Friday, July 9, 2010

Change

            After a long stretch of unseasonable cold, yesterday was deliciously hot, to the point of being sticky. We spent the whole afternoon outdoors, and knew we’d remember the day fondly as one of our last in Vancouver’s gorgeous summers.
            Late last night my friend Kirk came over, cracked open a beer with me on the front porch, and we discussed deep matters and prayed together. I gently rocked little Joshua in my large hands as we talked about the difference between lip service faith and change.
            “Change,” I told Kirk, “Is what scientists need to see in order for them to classify something as alive. Without change, they don’t call it a living thing.” I paused, then said, “I think the same could be said of our spiritual lives. If we don’t change, we’re dead.”
            I think a lot of times we fear change. Change is hard, and oftentimes painful. None of us take to it well – and I think that makes perfect sense – we love to have our rhythms and stability, there’s nothing wrong with that. But without risking and seeking more in life, we’ll never be the people we were designed to be.
            As we were discussing these things, Joshua squirmed. I looked down at him, “Speaking of changing…”
            As Joshua started to cry I handed him to Kirk and ran inside to grab a diaper. Joshua has been edgy for a few weeks now. He cries every time he even has a hint of pee in his diaper. Heck, he seems to cry about nearly everything.
            When we started praying I looked down at the little dude in my hand and naturally started to pray for him. “God, give him a good night sleep. Help him to feel better.”
            I was shocked this morning when Michelle came downstairs and Joshua was completely content. “How’d it go last night?”
            “Great.” Michelle smiled at me.
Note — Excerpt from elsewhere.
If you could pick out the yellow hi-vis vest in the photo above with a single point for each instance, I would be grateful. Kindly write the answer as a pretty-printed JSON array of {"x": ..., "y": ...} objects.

            “Woah.” I shook my head in disbelief. Michelle hasn’t had a good night’s rest in a couple of weeks, and she actually looked rested!
            We sat on the porch and discussed our plans for the day – we’re throwing our big going away party tonight, and need to move all the boxes into the front room to make our home more hospitable. Joshua sat happily the whole time we talked. I’d had an epiphany about him last night, and I shared it with Michelle, “I want you to feed him at the most every two hours.”
            Michelle nodded her head.
            “His stomach is probably uncomfortable with eating so regularly, and he’s only getting the first stuff from the milk, not the full rich stuff that comes with longer feedings.”
            Michelle continued to nod her head.
            “If he starts rooting for the nipple, give him a rubber one, unless it’s been a minimum of two hours.”
            We agreed to go with this new plan, and looked at our boy in amazement. He’d been quiet the entire time we sat on the front porch. Could this be our colicky son?
            I felt his diaper. It was full. I went inside to change him, and although it was full of both poo and pee, he didn’t even peep the entire time! For the first time ever, Joshua didn’t cry once when I changed him, and I stared at him in shock. “Joshua! You’re such a delight today! My little bean! My little J-Bean! Look at how happy you are!”
            Joshua stared up at me with wide blue eyes, and I felt a deep love for him – probably the most I’ve felt since he was born. It’s amazing what a difference a happy kid makes. Boy, am I ever happy that he’s changed (in more ways than one, I’m sure).